ORIGINS IN THE OLD WORLD

Evidence for early knowledge of the heavens is found in such archaeological features as stone alignments and stone circles, in building orientations, and in pictorial or written records. The best-known evidence that early humankind used the sky is Stonehenge, near Salisbury, England.

In 1740 William Stukeley was probably the first to apply Archaeoastronomical ideas. Stonehenge received all the attention. Stukeley noted that the principal axis of the monument was oriented to the direction of sunrise at summer solstice (June 24). Today the summer solstice falls on June 20 or 21.

In the late 19th and early 20th centuries these ideas became the subject of controversy when Sir Joseph Norman Lockyer, Piazzi Smyth, and others attempted more extensive astronomical explanations of Stonehenge and other British stone circles, of the Pyramids and temples of ancient Egypt, and of certain temples of classical Greece. In all cases, alignments on various astronomical bodies were noted, and attempts were made to link these to the calendar and to sky worship.

Lockyer also tried to confirm or establish construction dates of the sites for which astronomical orientation was claimed, making use of known changes in the aspect of the heavens that result from long-term changes in the rotational axis of the Earth (precession).

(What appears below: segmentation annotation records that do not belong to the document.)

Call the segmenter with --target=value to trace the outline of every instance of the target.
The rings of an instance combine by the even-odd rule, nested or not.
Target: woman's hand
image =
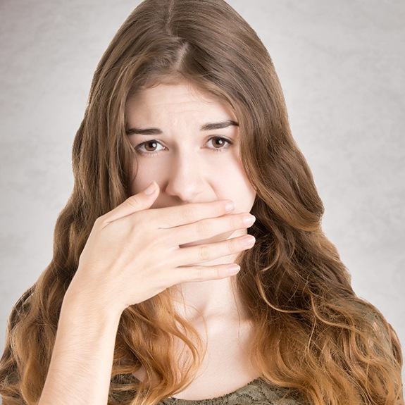
[[[253,216],[230,213],[229,201],[148,209],[158,194],[153,182],[96,220],[68,293],[122,311],[174,285],[239,271],[236,263],[201,263],[251,248],[251,235],[184,245],[244,230]]]

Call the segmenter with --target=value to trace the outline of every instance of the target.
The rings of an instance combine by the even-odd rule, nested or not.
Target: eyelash
[[[221,148],[215,148],[215,147],[207,147],[206,149],[208,149],[210,150],[213,151],[214,152],[223,152],[224,151],[226,151],[228,149],[229,149],[229,148],[233,145],[233,142],[230,140],[228,139],[228,138],[225,138],[223,137],[211,137],[208,141],[207,141],[207,144],[210,142],[214,141],[214,140],[221,140],[224,142],[224,146],[223,147]],[[142,142],[140,144],[138,144],[137,145],[136,145],[134,147],[134,149],[135,150],[135,151],[141,155],[144,155],[144,156],[154,156],[156,154],[158,154],[161,150],[163,149],[160,149],[158,151],[142,151],[141,149],[141,148],[142,148],[142,147],[144,147],[146,144],[150,144],[150,143],[156,143],[158,145],[160,145],[161,147],[162,147],[162,148],[163,149],[166,149],[166,147],[164,147],[163,145],[162,145],[162,144],[158,141],[157,139],[151,139],[150,141],[146,141],[144,142]]]

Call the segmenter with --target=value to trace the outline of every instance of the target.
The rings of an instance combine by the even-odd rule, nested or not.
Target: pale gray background
[[[405,342],[405,1],[230,0],[274,60],[355,290]],[[0,0],[0,345],[51,258],[92,73],[139,3]]]

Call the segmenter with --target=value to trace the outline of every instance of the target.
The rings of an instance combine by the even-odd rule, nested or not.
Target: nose
[[[204,175],[195,156],[173,158],[166,187],[166,193],[184,202],[196,202],[204,191]]]

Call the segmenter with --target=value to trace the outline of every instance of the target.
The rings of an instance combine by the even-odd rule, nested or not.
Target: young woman
[[[135,9],[73,167],[11,315],[4,405],[404,403],[398,339],[323,235],[270,56],[226,3]]]

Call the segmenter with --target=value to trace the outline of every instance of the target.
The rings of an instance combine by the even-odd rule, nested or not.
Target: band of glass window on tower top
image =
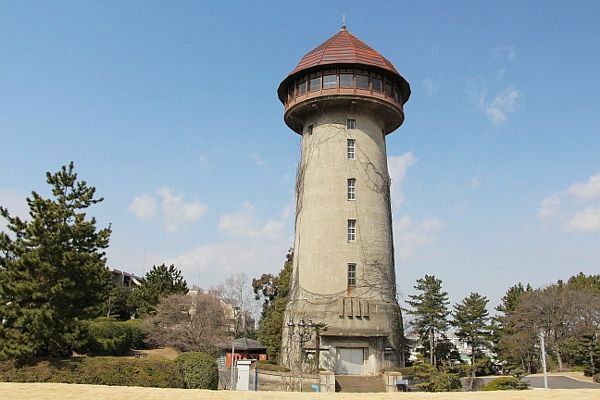
[[[327,89],[363,89],[384,93],[386,97],[401,102],[402,92],[397,79],[364,69],[335,68],[313,72],[290,82],[287,88],[287,101],[307,92]]]

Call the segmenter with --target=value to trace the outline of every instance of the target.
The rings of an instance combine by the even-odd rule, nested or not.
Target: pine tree
[[[496,307],[500,314],[492,318],[494,351],[509,366],[518,366],[523,372],[530,372],[532,362],[538,357],[537,337],[527,330],[515,327],[515,313],[523,298],[532,292],[533,288],[529,284],[519,282],[511,286]]]
[[[442,291],[442,281],[433,275],[417,279],[414,288],[419,292],[409,295],[408,310],[415,317],[413,325],[423,343],[429,344],[429,362],[437,366],[436,347],[438,336],[448,330],[448,293]]]
[[[277,276],[275,296],[269,306],[263,311],[262,319],[257,331],[257,339],[267,347],[267,355],[271,360],[277,360],[281,351],[281,335],[283,334],[283,318],[285,306],[288,301],[290,280],[292,277],[292,250],[286,256],[281,272]]]
[[[471,346],[471,365],[475,365],[477,348],[485,345],[489,338],[487,303],[488,299],[485,296],[471,293],[454,305],[452,325],[457,328],[456,336]]]
[[[130,295],[132,307],[137,315],[153,314],[158,302],[172,294],[186,294],[187,282],[181,271],[171,264],[164,263],[156,266],[144,275],[142,284],[135,288]]]
[[[46,173],[52,198],[32,192],[29,219],[0,207],[0,358],[68,354],[83,343],[83,319],[100,312],[110,276],[98,230],[86,210],[101,202],[71,162]]]

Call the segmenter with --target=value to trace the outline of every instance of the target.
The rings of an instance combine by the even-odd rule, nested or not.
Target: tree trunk
[[[433,328],[429,328],[429,363],[435,365],[435,351],[433,346]]]
[[[321,335],[319,334],[319,331],[317,330],[317,332],[315,333],[315,358],[316,358],[316,366],[317,366],[317,371],[316,373],[319,373],[319,368],[321,368]]]
[[[560,349],[558,348],[558,344],[554,345],[554,353],[556,354],[556,362],[558,363],[558,371],[562,372],[562,370],[563,370],[562,356],[560,355]]]
[[[596,366],[594,365],[594,342],[590,342],[590,370],[592,375],[596,375]]]

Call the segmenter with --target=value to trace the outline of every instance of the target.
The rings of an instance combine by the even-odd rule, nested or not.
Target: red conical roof
[[[327,64],[363,64],[400,75],[384,56],[348,32],[345,27],[320,46],[309,51],[288,76]]]

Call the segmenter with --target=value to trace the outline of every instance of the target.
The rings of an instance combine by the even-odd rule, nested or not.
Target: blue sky
[[[600,273],[594,1],[0,1],[0,204],[73,160],[111,266],[279,271],[299,137],[276,88],[342,12],[412,87],[387,141],[401,296]]]

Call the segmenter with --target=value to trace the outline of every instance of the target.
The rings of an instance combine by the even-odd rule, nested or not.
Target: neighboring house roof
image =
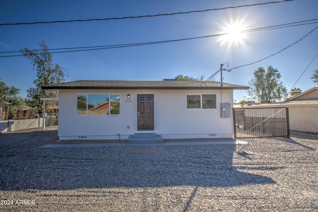
[[[302,93],[294,97],[292,97],[287,101],[295,100],[318,100],[318,87],[313,88],[308,91]]]
[[[8,103],[7,102],[4,101],[3,100],[0,100],[0,105],[12,105],[11,103]]]
[[[248,107],[276,107],[318,106],[318,87],[313,88],[284,102],[255,105]]]
[[[220,90],[217,82],[79,80],[42,86],[44,89],[177,89]],[[223,90],[248,90],[247,86],[223,83]]]

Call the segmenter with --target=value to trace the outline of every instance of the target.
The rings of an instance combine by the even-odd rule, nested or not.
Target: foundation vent
[[[86,138],[86,135],[80,135],[80,136],[79,136],[79,139],[85,139]]]

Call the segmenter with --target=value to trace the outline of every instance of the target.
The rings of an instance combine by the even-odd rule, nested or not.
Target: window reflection
[[[87,108],[88,115],[108,115],[109,114],[109,95],[89,94]]]
[[[86,115],[86,95],[78,95],[78,115]]]

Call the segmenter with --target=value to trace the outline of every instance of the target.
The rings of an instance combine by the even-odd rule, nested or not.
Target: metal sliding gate
[[[287,107],[234,108],[233,118],[236,138],[290,136]]]

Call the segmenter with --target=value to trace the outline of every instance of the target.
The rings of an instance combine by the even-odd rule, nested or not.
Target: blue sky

Over the millennia, solstices shift slightly forward in the calendar. Astronomers have accounted for this shift by observing that the Earth precesses slowly as it rotates on its axis, like a top that wobbles as it spins. This precession makes one complete cycle every 26,000 years. This phenomenon causes the time of the solstices and equinoxes to change and also causes, over time, changes in the apparent location of a polestar, or North Star.

TODAY

Today the field of archaeoastronomy is actively studied in Western Europe.

Scientists have demonstrated that a relatively high level of astronomical achievement existed among the Early Bronze Age inhabitants of the British Isles and Brittany (western France).

More controversial are the suggestions that the Bronze Age builders used structures such as Stonehenge to predict the dates of lunar and solar eclipses and that a standard unit of length ("the megalithic yard") was used in laying out the megalithic stone circle.